I ran around to the other end of the school, where part of the building was still standing, and made my way through a narrow opening I found near the building’s corner. I had to crawl at first, but after a few feet I was able to stand. I saw books strewn about, covered in dust, followed by desks that had toppled over in the blast.
I turned a corner and saw the legs of a body sticking out from under a desk—the teacher’s desk. I pulled at the legs and realized they had been separated from the body and the torso was on the other side of the room. I crawled to the torso and saw it was Mrs. Hamir, the rusty, cut-rate whistle still around her neck.
I crawled a few more feet and found another body, this one Nassir’s. His eyes were still open, but covered in a thin layer of soot which made him look almost peaceful. Next to him was the student I recognized with the thick build and amphibian-like features. His eyes were closed and neither peace nor terror seemed to have found him.
I crawled over several more bodies and vomited.
I finally felt the touch of fabric in my palm. I looked down and saw a decapitated body on its back. The fabric I touched was so badly shredded, it had practically been reduced to a rag. But I did notice the black and white print of Pele on the front, and knew the headless body near the school’s only bookcase belonged to Akram.
I waded through a sea of severed hands and shrapnel-riddled feet before I came to the body I dreaded most. Shada lie in the middle of the room, all of her limbs intact. At first glance it didn’t appear as though she’d suffered a single scratch, and for a fleeting moment I thought she might be alive. But as I sidled up alongside her, I noticed her heart was still and her chest no longer rose. One of her hands rested on her belly and the other was on the ground. The soccer ball was only feet away—still in pristine condition—unmolested by the car’s devastating blast.
Even though I’ve avoided my wife all morning, I know she wants to go to the Cheesecake Factory for dinner. I know this because she wrote it on the whiteboard we keep in the kitchen, and also texted me several times something to that effect.
I don’t respond to her texts and can hear her walking around upstairs. I wonder how long it’ll be before she comes down and asks if I’ve looked at my phone.
I finish the last of the gin in the flask.
I don’t particularly like Cheesecake Factory, although their Baja Chicken Tacos with chipotle rice and beans is pretty good. My wife usually gets the Herb Crusted Filet of Salmon with asparagus and mashed potatoes—which is also pretty good, but I’ve only ever had a bite or two.
Even though I don’t plan on responding to her texts, I know we’ll end up going.
I’ve been sitting in my basement for the last six hours playing FIFA and nursing the 20 Chicken McNuggets I picked up at lunch. I’ve lost three straight times now but refuse to play with anyone other than Real Madrid—I just like how that Cristiano Ronaldo plays, I guess. He’s a very good player. I wonder how long he had to train to become that good. Probably pretty long. His skills are very tangible.......

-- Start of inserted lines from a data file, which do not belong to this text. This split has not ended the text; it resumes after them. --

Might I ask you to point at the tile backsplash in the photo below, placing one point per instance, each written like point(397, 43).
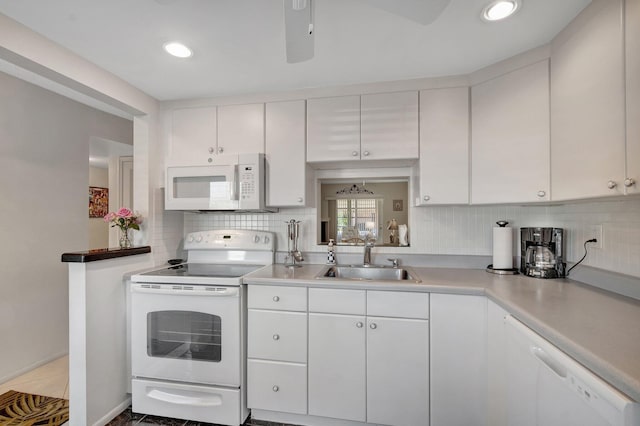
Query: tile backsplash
point(466, 230)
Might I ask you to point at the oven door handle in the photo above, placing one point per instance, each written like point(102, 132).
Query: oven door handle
point(188, 291)
point(206, 400)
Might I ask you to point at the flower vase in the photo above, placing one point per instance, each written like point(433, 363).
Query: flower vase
point(125, 242)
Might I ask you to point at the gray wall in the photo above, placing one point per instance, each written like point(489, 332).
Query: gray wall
point(44, 175)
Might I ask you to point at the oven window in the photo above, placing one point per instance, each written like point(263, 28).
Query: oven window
point(184, 335)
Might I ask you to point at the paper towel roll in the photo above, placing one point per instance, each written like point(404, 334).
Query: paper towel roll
point(502, 248)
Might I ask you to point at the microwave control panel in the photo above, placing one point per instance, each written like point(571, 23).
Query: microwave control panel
point(249, 182)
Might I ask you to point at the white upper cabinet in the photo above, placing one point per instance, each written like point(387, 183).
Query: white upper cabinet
point(632, 42)
point(368, 127)
point(389, 126)
point(288, 183)
point(588, 105)
point(193, 136)
point(510, 137)
point(444, 146)
point(333, 129)
point(241, 129)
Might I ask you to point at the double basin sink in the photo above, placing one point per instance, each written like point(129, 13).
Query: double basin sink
point(368, 273)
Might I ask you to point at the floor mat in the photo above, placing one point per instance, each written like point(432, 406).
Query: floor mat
point(25, 409)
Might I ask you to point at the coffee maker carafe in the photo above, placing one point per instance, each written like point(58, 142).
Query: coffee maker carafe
point(542, 252)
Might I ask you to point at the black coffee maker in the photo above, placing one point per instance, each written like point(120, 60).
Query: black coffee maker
point(542, 252)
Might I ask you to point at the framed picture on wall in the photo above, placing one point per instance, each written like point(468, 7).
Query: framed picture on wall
point(98, 201)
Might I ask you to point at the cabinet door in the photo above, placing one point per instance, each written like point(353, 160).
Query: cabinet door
point(632, 42)
point(241, 129)
point(285, 153)
point(389, 126)
point(458, 360)
point(444, 146)
point(510, 137)
point(333, 129)
point(398, 371)
point(336, 366)
point(277, 335)
point(587, 105)
point(496, 362)
point(192, 140)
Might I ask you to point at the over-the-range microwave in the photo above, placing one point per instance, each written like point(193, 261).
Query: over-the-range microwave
point(231, 182)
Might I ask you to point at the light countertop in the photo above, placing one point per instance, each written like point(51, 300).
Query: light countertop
point(599, 329)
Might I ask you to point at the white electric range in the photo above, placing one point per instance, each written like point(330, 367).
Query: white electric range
point(188, 328)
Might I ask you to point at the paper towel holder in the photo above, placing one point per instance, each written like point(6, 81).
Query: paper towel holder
point(509, 271)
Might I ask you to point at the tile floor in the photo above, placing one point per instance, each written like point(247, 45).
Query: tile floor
point(52, 379)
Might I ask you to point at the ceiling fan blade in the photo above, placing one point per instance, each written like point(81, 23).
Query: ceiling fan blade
point(298, 30)
point(421, 11)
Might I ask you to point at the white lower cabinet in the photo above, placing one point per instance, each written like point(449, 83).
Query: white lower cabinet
point(277, 386)
point(277, 349)
point(369, 368)
point(397, 371)
point(337, 369)
point(458, 360)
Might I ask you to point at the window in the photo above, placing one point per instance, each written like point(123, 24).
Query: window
point(356, 218)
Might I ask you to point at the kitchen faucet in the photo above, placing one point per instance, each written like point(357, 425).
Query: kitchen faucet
point(368, 243)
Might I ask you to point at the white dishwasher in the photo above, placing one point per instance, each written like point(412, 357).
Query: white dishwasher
point(545, 387)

Upstairs I hear the mail slot in our front door clink and know the postman has dropped off our letters. While nothing in those deliverables will interest me, I know it’s only a matter of time until that stranger upstairs will meet me in the kitchen and start reading me the mail.
I hear the stranger walk across the new Bellawood floors we just put in and scoop up the letters before she heads back to kitchen.

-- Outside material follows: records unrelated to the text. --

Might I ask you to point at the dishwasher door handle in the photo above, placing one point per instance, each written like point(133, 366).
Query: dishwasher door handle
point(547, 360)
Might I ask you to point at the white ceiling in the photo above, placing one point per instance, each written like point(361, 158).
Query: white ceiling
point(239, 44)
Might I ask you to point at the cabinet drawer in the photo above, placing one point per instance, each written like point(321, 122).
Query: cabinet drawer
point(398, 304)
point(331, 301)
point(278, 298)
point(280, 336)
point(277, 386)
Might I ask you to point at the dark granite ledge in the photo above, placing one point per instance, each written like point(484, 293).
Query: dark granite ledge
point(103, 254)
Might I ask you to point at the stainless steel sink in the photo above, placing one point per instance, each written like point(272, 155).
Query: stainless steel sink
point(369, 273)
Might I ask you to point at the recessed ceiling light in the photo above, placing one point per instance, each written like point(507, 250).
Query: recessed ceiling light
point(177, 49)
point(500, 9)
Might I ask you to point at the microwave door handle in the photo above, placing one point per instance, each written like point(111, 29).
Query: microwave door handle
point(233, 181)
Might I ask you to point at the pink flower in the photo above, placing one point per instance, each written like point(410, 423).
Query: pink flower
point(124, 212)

I get another text but don’t look at my phone.
I decide to play another game—this time against Barcelona—but quit when they score a goal twenty seconds in. I eat the last Chicken McNugget with some difficulty and turn off the Xbox. Before going upstairs I stand in the calm of my basement, listening only to the sounds of the tearing envelopes and the stranger’s sighs. Above our Kingsman fireplace I notice the stranger has hung up the plaque I got at the V.A. I have no idea how long it’s been there. I think about taking it down but decide it’s too much work and go upstairs to listen to the mail.